Tipping hat to dance at Columbia

Dance company celebrates choreographer, sporting camaraderie at annual sampler show

By Scott Hewitt, Columbian staff writer
Published: March 10, 2017, 6:05am
8 Photos
Dancers rehearse &quot;I Wanna Be A Dancin&#039; Man&quot; by Bob Fosse at Columbia Dance Center.
Dancers rehearse "I Wanna Be A Dancin' Man" by Bob Fosse at Columbia Dance Center. (Amanda Cowan/The Columbian) Photo Gallery

Once upon a time, the real point of the Olympics wasn’t furious competition between nations. It was support and cooperation — “the camaraderie of athletes from all over the world, coming together and celebrating their skills,” Jan Hurst told her dance students during a recent rehearsal.
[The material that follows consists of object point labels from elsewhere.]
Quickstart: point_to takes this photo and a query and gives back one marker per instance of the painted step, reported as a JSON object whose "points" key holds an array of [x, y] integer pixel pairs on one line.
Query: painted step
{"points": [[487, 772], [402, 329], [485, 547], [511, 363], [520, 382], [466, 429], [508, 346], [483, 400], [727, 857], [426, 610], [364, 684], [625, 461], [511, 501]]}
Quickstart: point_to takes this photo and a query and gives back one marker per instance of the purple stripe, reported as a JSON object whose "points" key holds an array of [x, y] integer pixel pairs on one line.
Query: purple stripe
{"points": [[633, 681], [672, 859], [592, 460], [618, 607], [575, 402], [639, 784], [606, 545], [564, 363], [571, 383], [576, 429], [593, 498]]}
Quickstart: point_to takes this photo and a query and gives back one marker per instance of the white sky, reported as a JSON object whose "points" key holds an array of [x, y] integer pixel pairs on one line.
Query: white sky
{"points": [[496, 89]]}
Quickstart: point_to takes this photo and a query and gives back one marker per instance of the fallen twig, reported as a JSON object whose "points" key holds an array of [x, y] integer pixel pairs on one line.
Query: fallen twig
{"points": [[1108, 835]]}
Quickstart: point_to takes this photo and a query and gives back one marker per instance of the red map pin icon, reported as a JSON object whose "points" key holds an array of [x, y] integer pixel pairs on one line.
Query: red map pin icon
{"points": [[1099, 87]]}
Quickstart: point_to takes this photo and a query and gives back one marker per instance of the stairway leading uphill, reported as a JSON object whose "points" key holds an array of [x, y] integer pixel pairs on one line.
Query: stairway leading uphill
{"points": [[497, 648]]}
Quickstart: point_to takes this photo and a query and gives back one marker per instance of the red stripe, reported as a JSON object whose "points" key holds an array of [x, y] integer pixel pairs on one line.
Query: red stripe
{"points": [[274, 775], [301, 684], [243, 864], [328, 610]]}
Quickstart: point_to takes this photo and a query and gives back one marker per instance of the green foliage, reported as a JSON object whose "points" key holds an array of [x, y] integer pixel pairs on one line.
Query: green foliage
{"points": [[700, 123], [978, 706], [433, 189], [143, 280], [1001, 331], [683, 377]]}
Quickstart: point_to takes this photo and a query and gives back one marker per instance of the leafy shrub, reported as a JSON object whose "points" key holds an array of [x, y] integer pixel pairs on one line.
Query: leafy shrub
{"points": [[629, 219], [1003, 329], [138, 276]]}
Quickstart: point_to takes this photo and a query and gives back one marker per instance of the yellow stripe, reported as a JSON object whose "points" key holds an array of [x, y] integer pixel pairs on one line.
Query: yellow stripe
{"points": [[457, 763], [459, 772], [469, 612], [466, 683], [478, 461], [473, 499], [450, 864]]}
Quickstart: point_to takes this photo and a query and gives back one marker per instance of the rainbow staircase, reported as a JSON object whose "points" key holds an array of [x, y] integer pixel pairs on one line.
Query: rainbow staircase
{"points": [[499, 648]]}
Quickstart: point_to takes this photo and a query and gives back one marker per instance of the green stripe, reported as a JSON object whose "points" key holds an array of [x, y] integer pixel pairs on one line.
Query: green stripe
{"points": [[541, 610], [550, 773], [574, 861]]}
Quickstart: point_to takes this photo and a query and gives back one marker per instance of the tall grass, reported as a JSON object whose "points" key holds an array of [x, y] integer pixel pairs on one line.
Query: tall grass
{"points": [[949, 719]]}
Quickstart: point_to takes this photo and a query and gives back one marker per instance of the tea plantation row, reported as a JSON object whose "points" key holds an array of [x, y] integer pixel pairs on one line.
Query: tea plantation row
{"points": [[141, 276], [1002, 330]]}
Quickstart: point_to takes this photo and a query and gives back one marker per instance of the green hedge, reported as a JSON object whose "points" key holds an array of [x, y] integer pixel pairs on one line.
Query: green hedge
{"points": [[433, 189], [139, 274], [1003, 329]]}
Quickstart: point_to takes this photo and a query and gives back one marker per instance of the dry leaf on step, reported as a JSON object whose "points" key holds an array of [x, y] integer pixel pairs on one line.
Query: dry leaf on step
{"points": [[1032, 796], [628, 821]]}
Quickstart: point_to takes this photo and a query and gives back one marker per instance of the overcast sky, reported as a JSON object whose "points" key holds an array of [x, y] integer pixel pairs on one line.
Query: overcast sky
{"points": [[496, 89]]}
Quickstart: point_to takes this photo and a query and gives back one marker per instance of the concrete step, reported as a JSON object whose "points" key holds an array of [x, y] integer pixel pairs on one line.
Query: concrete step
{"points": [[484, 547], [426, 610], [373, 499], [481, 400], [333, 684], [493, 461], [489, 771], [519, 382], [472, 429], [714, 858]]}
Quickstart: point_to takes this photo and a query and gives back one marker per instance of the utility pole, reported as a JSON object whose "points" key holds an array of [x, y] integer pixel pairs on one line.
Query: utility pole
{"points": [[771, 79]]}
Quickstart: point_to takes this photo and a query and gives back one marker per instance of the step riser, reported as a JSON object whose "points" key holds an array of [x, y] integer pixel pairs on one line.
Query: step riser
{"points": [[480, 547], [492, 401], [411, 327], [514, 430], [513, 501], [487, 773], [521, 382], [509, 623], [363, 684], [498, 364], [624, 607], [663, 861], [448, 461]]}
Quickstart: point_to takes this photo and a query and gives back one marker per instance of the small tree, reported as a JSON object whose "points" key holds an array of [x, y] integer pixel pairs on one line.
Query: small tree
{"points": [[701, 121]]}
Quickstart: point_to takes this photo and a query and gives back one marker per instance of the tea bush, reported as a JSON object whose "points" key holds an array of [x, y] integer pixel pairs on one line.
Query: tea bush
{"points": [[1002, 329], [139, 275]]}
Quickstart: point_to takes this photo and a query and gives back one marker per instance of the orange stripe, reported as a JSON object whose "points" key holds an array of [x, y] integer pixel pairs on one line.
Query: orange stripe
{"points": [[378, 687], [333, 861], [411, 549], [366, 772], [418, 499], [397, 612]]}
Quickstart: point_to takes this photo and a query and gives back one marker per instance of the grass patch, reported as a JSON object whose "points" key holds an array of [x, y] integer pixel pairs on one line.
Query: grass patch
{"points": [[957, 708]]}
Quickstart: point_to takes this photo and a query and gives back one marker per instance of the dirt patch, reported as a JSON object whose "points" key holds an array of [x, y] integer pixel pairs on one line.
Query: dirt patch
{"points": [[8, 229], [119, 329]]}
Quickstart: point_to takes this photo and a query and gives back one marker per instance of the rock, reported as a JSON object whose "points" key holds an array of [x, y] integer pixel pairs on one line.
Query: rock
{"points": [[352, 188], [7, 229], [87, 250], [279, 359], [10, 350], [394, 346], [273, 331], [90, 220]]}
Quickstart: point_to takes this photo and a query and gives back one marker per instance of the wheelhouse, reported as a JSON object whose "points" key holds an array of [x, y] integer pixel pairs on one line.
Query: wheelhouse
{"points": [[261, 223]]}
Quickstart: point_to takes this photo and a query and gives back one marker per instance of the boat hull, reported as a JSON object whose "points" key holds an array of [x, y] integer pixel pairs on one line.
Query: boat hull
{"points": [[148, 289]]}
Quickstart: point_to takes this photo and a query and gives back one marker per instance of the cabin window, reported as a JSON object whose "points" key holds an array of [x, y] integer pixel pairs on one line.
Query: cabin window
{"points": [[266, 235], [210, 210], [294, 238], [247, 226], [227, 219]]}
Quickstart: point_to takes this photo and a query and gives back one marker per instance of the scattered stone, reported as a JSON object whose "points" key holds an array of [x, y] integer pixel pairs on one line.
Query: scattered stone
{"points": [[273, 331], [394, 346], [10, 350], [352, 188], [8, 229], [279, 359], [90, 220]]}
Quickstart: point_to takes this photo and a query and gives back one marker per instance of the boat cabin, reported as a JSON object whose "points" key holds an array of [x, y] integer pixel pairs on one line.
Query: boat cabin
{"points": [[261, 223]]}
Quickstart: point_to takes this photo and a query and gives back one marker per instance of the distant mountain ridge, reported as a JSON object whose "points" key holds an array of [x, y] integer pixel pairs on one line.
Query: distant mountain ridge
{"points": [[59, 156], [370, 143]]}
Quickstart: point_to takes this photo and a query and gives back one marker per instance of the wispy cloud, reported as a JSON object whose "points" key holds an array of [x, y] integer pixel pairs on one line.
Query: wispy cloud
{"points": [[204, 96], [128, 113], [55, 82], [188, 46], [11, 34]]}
That’s the happy spirit of “10 Afoot,” a sporty new ballet by Zachary Carroll, which you can catch during this weekend’s showcase of repertory classics and new works, “Columbia Dance Presents!” It’s an annual sampler featuring special guest stars, professional guest choreographers and the students at Columbia Dance, a downtown Vancouver school and studio.

Choreographer Carroll was a faculty member at Columbia Dance for a decade, according to artistic director Hurst, and he’s still busy with companies such as The Portland Ballet, Oregon Ballet Theater and BodyVox.

Hurst said Carroll’s ebullient “10 Afoot” was inspired by the 2016 summer Olympics. At rehearsal last week, “sprinters” clenched their fists and braced for the starting gun; “fencers” bounced, lunged and parried; and “swimmers” swirled about in a human whirlpool. Then those three groups wove themselves together into a picture of Olympic unity.

If You Go

• What: “Columbia Dance Presents!”

• Featuring: Excerpts from “Don Quixote,” new works, special guests.

• When: 7 p.m. today; 2 p.m. and 7 p.m. Saturday.

• Where: Vancouver School of Arts and Academics, 3101 Main St.

• Tickets: $20; $15 for students and seniors; $10 for children 12 and under.

• On the web: http://columbiadance.org

The other new piece for this production is supposed to be happy, but Hurst confessed that she tears up every time she talks about it. That’s because it recalls the spirit of the late choreographer Bob Fosse — who was world-famous for his style of big, bold, brash Broadway musical theater. The Fosse flavor is all elbows and knees, high heels and straw hats, sharp angles and sly pauses.

Fosse died in 1987; Hurst said the dance world still feels the loss. Choreographer Laura Haney, “a passionate advocate of the Bob Fosse style,” Hurst said, designed a piece set to “I Wanna Be a Dancin’ Man (While I Can).” That’s a song from the Fosse musical “Dancin’.”

The dancers do more than dance in this one. In classic Broadway style, they also sing: “Gonna leave my footsteps on the sands of time. If I never leave a dime, never be a millionaire, I don’t care.” Hurst said she finds the song’s evocation of the difficulties of the dance world — the injuries, the competition, the unpredictability of fate — almost impossibly poignant.

Also in the show are several solo and duet dances that Hurst designed for her students. And, there’s the grand finale from the ballet favorite “Don Quixote.” This scene skips all the plot twists and troubles — no swords or windmills here — and goes straight for the huge, happy ending, she said, as lovers Kitri and Basilio are blissfully united and embraced by their village.

“It’s in classic ballet style with a Spanish flair,” said Hurst.